Adelelmus' life is known from the biographies of Bernard of Thiron and Robert of Arbrissel, and from the foundation charter of Étival. He was a native of Flanders. He joined an old hermit named Aubert near Saint-Ellier-du-Maine in a life of fasting and prayer. He attempted to join Bernard at Chausey, but found the climate on the island intolerable and returned to Aubert. When Aubert decided to end his days in the community of Raoul de La Futaie, Adelelmus decided to form a monastic community for men and women. He received a gift of land in the diocese of Le Mans from Viscount Raoul VII de Beaumont-au-Maine in 1109. The male monastery was dedicated to Saint Nicholas.

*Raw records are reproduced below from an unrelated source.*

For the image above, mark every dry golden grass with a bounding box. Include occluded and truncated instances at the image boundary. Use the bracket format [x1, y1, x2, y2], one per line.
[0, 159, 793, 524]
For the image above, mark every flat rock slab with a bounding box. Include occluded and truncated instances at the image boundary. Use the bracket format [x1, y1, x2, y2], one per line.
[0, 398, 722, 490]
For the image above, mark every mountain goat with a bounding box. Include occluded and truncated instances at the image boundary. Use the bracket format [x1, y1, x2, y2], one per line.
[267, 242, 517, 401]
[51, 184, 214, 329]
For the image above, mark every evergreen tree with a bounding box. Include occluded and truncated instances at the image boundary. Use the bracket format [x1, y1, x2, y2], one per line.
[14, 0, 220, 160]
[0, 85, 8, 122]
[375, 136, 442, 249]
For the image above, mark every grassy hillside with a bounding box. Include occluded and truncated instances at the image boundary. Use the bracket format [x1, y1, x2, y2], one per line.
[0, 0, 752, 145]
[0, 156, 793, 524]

It did not long survive Adelelmus, but the nunnery at Étival, originally led by Raoul's daughter Godealdis, was more successful. Adelelmus acquired the parish of Livet for the nunnery. He earned a reputation as a great preacher. He died on 27 April 1152 and was buried in Étival.

A statue of Adelelmus stands in the chapel of Saint Nicholas at Étival. The diocese of Le Mans had a special liturgical office for his memory, but it was suppressed in 1835.